SGtMarkIV was amazed at what fans were able to add to the old game: mouse support, jumping, improved graphics, and more. He started working on his own version of Doom, ArmageDoom, which included six maps, new weapons, zombie attack dogs, and huge battles with friendly AIs.

An early look at Brutal Doom v20. Credit: SGtMarkIV

It was very ambitious, and ultimately much more than he could handle as a first mod. Realizing this, SGtMarkIV turned his attention to a smaller project, just something to learn the ropes. "I had just invented a system that could be used to detect damage dealt on monsters based on the location you hit them, and the first test build of Brutal Doom was basically just a mod that would instakill a zombie or imp by shooting it on the head, and spawn some extra blood sprites."

SGtMarkIV hasn't stopped working Brutal Doom since then, constantly releasing new versions with more tweaks. The upcoming Brutal Doom v20 revamps the blood system, adds the ability to dual wield guns, and improves melee combat. The mod also gained a sizeable following over the years. It's rated 16 out of over 23,315 mods on the modding community website Moddb.com, where over 2.5 million people have visited Brutal Doom's page to date.

It of course doesn't hurt that the original Doom is a masterpiece beneath Brutal Doom's modifications. Call of Duty and its imitators look better, sure, but they're inferior to Doom in several ways, most notably in level design. Modern first-person shooters shuffle you along a rollercoaster of scripted, Michael Bay-esque action set pieces where something huge and exciting is always happening, but always on a narrow, pre-determined path.
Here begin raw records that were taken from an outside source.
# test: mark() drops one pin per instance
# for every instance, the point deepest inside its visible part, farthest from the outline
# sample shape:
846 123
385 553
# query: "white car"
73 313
Doom had little to work with at the time but the bare bones of the level's geometry, so maps sprawl out in whacky layouts and no two rooms are the same.
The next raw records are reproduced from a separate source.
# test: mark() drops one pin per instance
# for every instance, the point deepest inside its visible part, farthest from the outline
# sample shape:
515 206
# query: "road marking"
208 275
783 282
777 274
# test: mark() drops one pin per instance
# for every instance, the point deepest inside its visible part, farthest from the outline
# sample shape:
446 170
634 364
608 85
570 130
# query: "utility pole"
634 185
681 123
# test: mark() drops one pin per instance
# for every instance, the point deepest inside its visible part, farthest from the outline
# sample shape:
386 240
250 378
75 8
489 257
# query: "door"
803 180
It's still some of the best FPS level design out there, and if you're interested, there's a really good video of id Software co-founder and incredible mane owner John Romero playing through and talking about the levels he designed.

The best thing Brutal Doom can do is show this to younger generations.

"Younger gamers usually don't show much interest in Doom because of its visual presentation," SGtMarkIV said. "Brutal Doom greets them with more familiar things such as aiming modes, smoother animations, sharper combat, new special effects, and other things that makes it feel more 'modern' without losing the original game's essence."

SGtMarkIV said he'd like to return to his original project ArmageDoom at some point in the future, but it might take a while.

"Someday the development of Brutal Doom will come to an end, there will be nothing more to improve, but fortunately, this day still is far away," he said. "I already even have plans for a v21 release."

Brutal Doom is free to download here and is a little complicated to install, but if you buy Doom from Steam and follow the instructions here you'll soon be having the most fun you've had with a game in a long time.